Alia Gurtov in Rising Star Cave
Alia Gurtov in Rising Star Cave

For our Early Stone Age predecessors in eastern Africa the changing of the seasons meant a profound shift in the quantity and distribution of food and water. Around 2 million years ago at Olduvai Gorge, Tanzania, the global trend toward increasing aridity had begun, and rainfall was limited to a few short months of the year, much as it is today. The savanna grasslands spread to the detriment of tropical forests and the biome they supported. At the same time, the evidence for meat eating in the Olduvai archaeological record became stronger, with more prey animals preserving butchery evidence than ever before. Under these new ecological conditions, the foraging strategies that our ancestors employed provide critical insights into the process of becoming human. Did Early Stone Age meat foraging vary seasonally? If so, did those activities overlap in time and space with the saber toothed cats that occupied the top of the food chain?
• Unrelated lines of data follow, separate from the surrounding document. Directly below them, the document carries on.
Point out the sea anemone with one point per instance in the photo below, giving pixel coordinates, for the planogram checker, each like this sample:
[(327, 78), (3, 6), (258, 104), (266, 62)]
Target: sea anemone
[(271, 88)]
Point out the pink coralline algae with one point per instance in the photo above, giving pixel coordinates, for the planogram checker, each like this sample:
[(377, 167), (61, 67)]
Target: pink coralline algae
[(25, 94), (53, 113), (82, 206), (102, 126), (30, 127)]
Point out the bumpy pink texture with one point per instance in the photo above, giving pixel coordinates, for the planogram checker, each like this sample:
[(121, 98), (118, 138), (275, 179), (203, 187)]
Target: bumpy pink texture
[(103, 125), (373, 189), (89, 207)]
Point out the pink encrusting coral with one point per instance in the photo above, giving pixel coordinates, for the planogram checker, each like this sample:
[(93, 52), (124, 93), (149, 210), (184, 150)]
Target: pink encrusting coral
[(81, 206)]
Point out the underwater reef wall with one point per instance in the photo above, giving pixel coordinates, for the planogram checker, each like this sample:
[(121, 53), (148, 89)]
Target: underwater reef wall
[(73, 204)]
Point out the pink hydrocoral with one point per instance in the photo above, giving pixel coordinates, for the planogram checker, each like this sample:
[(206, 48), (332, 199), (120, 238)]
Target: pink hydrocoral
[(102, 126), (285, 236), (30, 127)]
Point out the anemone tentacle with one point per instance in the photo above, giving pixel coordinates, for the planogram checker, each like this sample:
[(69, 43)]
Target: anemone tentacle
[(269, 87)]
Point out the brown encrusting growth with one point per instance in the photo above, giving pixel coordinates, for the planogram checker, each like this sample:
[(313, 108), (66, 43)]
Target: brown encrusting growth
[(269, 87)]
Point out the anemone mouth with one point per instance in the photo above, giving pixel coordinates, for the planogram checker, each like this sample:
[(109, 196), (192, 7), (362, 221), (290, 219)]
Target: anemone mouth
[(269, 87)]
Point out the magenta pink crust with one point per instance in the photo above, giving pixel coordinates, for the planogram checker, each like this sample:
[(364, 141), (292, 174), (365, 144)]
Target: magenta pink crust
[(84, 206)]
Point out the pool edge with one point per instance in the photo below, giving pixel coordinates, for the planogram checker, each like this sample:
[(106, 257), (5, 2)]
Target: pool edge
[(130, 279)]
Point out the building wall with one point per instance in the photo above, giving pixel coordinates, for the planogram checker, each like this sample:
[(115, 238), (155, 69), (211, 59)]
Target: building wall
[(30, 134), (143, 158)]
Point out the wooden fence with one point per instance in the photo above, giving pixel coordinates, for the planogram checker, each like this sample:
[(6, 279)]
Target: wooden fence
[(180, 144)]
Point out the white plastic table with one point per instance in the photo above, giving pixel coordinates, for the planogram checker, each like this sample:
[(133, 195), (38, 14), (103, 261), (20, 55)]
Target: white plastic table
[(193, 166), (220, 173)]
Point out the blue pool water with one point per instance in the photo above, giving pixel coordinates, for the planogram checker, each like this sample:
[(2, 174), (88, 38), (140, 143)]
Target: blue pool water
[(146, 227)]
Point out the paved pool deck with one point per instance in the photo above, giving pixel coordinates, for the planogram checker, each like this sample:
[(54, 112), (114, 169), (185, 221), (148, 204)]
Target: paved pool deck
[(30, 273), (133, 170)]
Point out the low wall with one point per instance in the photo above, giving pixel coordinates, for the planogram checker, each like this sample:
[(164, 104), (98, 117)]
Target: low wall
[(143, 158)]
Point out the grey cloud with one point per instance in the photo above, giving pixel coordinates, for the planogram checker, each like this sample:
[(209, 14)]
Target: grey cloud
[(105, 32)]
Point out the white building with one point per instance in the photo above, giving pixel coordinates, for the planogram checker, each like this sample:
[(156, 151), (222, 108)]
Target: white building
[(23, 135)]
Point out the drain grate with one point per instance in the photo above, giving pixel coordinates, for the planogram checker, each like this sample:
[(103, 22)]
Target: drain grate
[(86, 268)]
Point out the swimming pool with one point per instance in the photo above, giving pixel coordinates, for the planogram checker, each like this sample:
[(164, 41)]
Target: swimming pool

Alia Gurtov, MNI analysis, National Museum of Dar es Salaam, Tanzania
Alia Gurtov, MNI analysis, National Museum of Dar es Salaam, Tanzania

By looking at the microscopic dental abrasions caused by chewing, I have shown that it is possible to determine in which season an assemblage of modern eastern African impala died. With the support of the Leakey Foundation, I will use dental microwear analysis to study the season or seasons of death represented by prey animals at Olduvai archaeological sites. I will compare these seasonal mortality profiles to those produced by contemporaneous carnivores at Olduvai and modern Hadza hunter gatherers in Tanzania. Together, these data will help to answer our questions about Early Stone Age behavioral flexibility as seen through foraging adaptations to a changing and challenging environment.

More information:

National Museum of Dar es Salaam
The Olduvai Paleoanthropology and Paleoecology Project

Click here for an update on Alia Gurtov’s project.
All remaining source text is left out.